The redirection worked. For example, given these steps, /tmp/a would be empty, /tmp/b contains the vanilla checkout of opam-repository, and /tmp/c contains the difference: /tmp/c/.deleted with the files removed, /tmp/c/opam-repository/... and /tmp/c/opam-repository/.git with just the files which contain differences.
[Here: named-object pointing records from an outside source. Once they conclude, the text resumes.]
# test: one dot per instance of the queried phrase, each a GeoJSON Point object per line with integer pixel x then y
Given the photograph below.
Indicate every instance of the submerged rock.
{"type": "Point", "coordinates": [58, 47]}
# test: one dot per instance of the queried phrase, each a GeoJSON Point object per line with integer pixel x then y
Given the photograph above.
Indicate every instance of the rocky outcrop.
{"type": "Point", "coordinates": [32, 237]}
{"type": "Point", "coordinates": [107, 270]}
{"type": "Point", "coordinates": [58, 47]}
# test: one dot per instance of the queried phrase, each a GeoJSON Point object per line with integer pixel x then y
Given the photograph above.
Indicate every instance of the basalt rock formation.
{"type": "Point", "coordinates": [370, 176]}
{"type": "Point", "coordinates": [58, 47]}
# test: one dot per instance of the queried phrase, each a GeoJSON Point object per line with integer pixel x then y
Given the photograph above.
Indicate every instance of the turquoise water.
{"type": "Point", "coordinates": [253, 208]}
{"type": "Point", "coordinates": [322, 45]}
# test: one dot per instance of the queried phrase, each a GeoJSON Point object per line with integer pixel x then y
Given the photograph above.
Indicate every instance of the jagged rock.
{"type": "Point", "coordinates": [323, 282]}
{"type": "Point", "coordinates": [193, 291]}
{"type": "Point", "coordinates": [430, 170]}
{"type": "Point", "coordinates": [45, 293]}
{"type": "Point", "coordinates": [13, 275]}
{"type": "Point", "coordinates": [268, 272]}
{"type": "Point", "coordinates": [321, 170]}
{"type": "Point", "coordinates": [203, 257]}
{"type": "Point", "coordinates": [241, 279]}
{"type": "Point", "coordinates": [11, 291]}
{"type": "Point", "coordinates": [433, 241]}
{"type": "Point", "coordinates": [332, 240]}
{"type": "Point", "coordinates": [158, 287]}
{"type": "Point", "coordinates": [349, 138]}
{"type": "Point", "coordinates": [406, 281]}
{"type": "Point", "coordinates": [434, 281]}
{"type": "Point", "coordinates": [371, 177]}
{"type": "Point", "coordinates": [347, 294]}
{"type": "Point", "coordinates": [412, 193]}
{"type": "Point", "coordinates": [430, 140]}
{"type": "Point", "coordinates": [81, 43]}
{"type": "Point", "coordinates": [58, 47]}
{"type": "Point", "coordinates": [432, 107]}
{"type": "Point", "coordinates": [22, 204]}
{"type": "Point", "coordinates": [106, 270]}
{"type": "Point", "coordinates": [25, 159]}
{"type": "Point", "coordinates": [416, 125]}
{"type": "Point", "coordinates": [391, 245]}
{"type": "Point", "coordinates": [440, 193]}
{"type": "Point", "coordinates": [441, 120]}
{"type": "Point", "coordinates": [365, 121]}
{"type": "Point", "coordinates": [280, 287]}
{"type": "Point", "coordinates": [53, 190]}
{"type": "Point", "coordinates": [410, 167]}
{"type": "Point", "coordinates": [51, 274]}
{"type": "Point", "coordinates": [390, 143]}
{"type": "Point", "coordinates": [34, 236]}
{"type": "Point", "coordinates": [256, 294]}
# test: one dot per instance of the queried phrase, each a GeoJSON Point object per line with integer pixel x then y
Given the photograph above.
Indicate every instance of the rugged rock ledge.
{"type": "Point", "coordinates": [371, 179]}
% mkdir /tmp/a /tmp/b /tmp/c
% WRAPPER_LOWER=/tmp/a WRAPPER_UPPER=/tmp/b git -C /usr/local clone https://github.com/ocaml/opam-repository
% WRAPPER_LOWER=/tmp/b WRAPPER_UPPER=/tmp/c git -C /usr/local/opam-repository checkout c35a0314d6c7c7260c978f490fb8f7109f4e9766
Extending this further allows /tmp/d to be created with a different delta.
% mkdir /tmp/d
% WRAPPER_LOWER=/tmp/b WRAPPER_UPPER=/tmp/d git -C /usr/local/opam-repository checkout f33f62ebff75cd03620d09d46a4540340f5564a6
Annoyingly, this revealed a significant issue: running git status on /tmp/c showed that files had changed. I presumed there was a flaw in my code which was corrupting the files, but I couldn’t find it. Examining the files on disk showed that they were correct, but when reading them through Fuse, gave different data:
% for x in c d ; do cat /tmp/$x/opam-repository/.git/HEAD ; WRAPPER_LOWER=/tmp/b WRAPPER_UPPER=/tmp/$x cat /usr/local/opam-repository/.git/HEAD ; done
c35a0314d6c7c7260c978f490fb8f7109f4e9766
c35a0314d6c7c7260c978f490fb8f7109f4e9766
f33f62ebff75cd03620d09d46a4540340f5564a6
c35a0314d6c7c7260c978f490fb8f7109f4e9766
The log showed the root cause - two OPEN calls, but only a single READ. The kernel is caching the reads.
% grep OPEN log5.txt
unique: 2, opcode: OPEN (14), nodeid: 4, insize: 48, pid: 52976
*** OPEN: /opam-repository/.git/HEAD from UPPER: /tmp/c/opam-repository/.git/HEAD ***
unique: 3, opcode: OPEN (14), nodeid: 4, insize: 48, pid: 52980
*** OPEN: /opam-repository/.git/HEAD from UPPER: /tmp/d/opam-repository/.git/HEAD ***
% grep READ log5.txt
unique: 3, opcode: READ (15), nodeid: 4, insize: 80, pid: 52976
You can disable attribute caching with -o attr_timeout=0 -o entry_timeout=0, and you can circumvent the cache by specifying -o direct_io. Setting direct_io is sufficient to resolve the issue in a simple cat test, but it has the side effect of disabling mmap(), which causes git to crash with a bus error. Setting fi->keep_cache = 0 doesn’t prevent the cache.
The kernel asks Fuse to allocate a node ID for a path. The node ID number is passed as a parameter to GETATTR, OPEN and READ. Even though GETATTR returns different mtime values at the second call, the kernel still sees a cache hit and returns the file content from the cache.
To control the node ID allocation process this needs to be rewritten using the Fuse low level API. This would allow full control over the allocation process and gives access to calls such as fuse_lowlevel_notify_inval_inode().
My work-in-progress code is available on GitHub mtelvers/macfuse.